A few days later I was editing photos for our stock portfolio and came across an image I had shot back recently in Kansas.
It was of a two-lane highway disappearing over a rise on the prairie. This is an image I had looked at before, and even submitted for sale – with no sales, I might add. I looked at the image and thought…the color just doesn’t add anything. I shot the photograph at sundown with a bright sun approaching the horizon and the prairie is brown grass. Why not!
Black and White Photography Landscape Editing
I was trying to capture an open, lonely highway on the Great Plains. I had stopped in the middle of the road when I captured the image and hadn’t seen a car for about 15 minutes on this open stretch of road. There is evidence of civilization in the image, you can see the two driveways entering the highway on each side and the fence lines. I wanted to viewer to sense the fact that despite being on a highway, there still weren’t many people around.
I use Lightroom as my primary editing software and have a couple of presets for black and white. A few clicks and edits later and I had a totally different image. Black and white photography is all about textures, contrasts and composition. In many ways, it forces you to be a better, more critical photographer. The resulting black and white image was very different and one I realized was a much better final product.
The more I work with black and white, the more respect I have for the artists who mastered it. Landscape photography is a genre that benefits from a well composed and edited black and white photograph. This is an art form that I am still learning and have a long way to go.
A few years ago I went hiking in Yosemite with a good friend. We took the bus up to Glacier Point and then hiked the Panorama Trail down to the valley floor. The view of Yosemite Valley is awesome and Half Dome is the center of attention at Glacier Point. The view is iconic and every tourist with an iPhone to a Nikon DLSR was trying to capture it, including me. Ansel Adams made Yosemite a must-see for photographers and I think we all secretly hope we can approach his brilliance.
In looking at this image of Half Dome, ask the question, what does color bring to the party? I think the answer is not much. The focal point is Half Dome, a massive granite formation that has very little color to it. The color image does provide variation and provides contrast from the blue sky and the green trees along the lower ridge line, however, the version of this image that is my wallpaper is the black and white version.

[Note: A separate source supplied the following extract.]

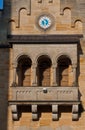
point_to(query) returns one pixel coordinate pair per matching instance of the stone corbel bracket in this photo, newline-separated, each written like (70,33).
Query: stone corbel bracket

The miracle of Lightroom is that I can edit the photo yet not change the original file. If you are using Lightroom, then play with some of your images and see what you think about black and white. The more you edit with this process you will find that you start to shoot with black and white in mind. You start to look for the textures, the contrasts and the ways light plays with the scene. I find that if I do some of my shooting with the intention of processing to black and white it makes me a more critical shooter.
Oh, when I posted the black and white highway photo to one of the stock agencies, it had a sale in less than 24 hours.